Pandas DataFrame filtering with IN and NOT IN operations similar to SQL

DancingButterfly · August 14, 2025, 5:27am

I need help with filtering a pandas DataFrame using conditions that work like SQL’s IN and NOT IN operators.

I have a DataFrame with data and a separate list containing values I want to match against. Here’s what I’m working with:

data = pd.DataFrame({'region': ['USA', 'France', 'Japan', 'Brazil']})
valid_regions = ['France', 'Brazil']

# What I want to do:
data[data['region'] not in valid_regions]

Right now I’m using this approach but it feels clunky:

data = pd.DataFrame({'region': ['USA', 'France', 'Japan', 'Brazil']})
filter_df = pd.DataFrame({'region': ['France', 'Brazil'], 'flag': True})

# For IN behavior
result_in = data.merge(filter_df, how='inner', on='region')

# For NOT IN behavior
result_not_in = data.merge(filter_df, how='left', on='region')
result_not_in = result_not_in[pd.isnull(result_not_in['flag'])]

This merge approach works but seems overly complicated. Is there a cleaner way to accomplish this filtering in pandas?

OwenExplorer55 · August 21, 2025, 11:32pm

Use isin() - that’s exactly what you want here. For IN behavior: data[data['region'].isin(valid_regions)] gets you rows where region matches anything in your list. For NOT IN, just add the tilde: data[~data['region'].isin(valid_regions)]. Way cleaner and faster than merge operations. I use this all the time with big datasets - it handles missing values well and works with any iterable, not just lists. You were right thinking about direct comparison, but pandas needs isin() because comparing a Series to a list doesn’t work for boolean indexing.

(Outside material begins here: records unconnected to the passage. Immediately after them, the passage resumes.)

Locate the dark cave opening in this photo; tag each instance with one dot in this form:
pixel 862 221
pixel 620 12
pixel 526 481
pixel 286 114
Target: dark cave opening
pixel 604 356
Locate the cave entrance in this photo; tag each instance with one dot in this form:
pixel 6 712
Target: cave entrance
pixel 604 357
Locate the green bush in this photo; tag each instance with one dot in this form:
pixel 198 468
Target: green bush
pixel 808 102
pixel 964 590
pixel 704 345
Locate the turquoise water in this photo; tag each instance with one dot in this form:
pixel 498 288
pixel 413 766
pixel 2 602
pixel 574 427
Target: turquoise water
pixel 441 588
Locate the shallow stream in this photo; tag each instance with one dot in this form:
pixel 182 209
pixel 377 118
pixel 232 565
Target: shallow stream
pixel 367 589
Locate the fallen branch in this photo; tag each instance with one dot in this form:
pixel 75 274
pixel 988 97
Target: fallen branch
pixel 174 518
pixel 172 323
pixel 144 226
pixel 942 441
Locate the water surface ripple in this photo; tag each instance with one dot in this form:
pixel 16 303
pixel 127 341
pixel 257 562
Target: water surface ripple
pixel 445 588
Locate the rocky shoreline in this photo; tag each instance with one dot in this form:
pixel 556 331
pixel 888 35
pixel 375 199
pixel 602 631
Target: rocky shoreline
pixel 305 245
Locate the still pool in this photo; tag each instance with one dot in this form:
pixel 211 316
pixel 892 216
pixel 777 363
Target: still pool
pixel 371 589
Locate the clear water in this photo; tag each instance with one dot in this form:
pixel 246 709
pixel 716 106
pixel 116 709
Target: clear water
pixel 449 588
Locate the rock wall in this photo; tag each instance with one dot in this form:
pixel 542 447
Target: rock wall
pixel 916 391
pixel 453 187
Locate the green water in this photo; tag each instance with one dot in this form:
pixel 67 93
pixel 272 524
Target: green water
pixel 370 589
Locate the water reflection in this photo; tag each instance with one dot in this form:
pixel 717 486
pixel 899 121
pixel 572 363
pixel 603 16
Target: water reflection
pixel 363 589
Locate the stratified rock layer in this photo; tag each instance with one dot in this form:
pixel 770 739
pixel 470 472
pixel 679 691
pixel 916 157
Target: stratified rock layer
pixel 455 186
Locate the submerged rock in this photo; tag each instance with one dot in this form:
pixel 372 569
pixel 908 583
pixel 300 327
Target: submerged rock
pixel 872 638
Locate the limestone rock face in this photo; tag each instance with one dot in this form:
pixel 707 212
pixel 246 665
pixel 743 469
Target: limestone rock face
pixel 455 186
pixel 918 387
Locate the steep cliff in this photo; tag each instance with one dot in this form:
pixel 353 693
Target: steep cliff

Ryan_Nebula · August 21, 2025, 1:07pm

wait, have you tried .loc with boolean indexing? like data.loc[data['region'].isin(valid_regions)]? i find it more readable than bracket notation. also - any nulls in your region column? that could affect which method works best.

Sam_Mischief · August 19, 2025, 10:33am

yeah, isin() works great, but for huge datasets try .query() too. like data.query('region in @valid_regions') - it’s often faster. the @ lets you use external variables in the query string.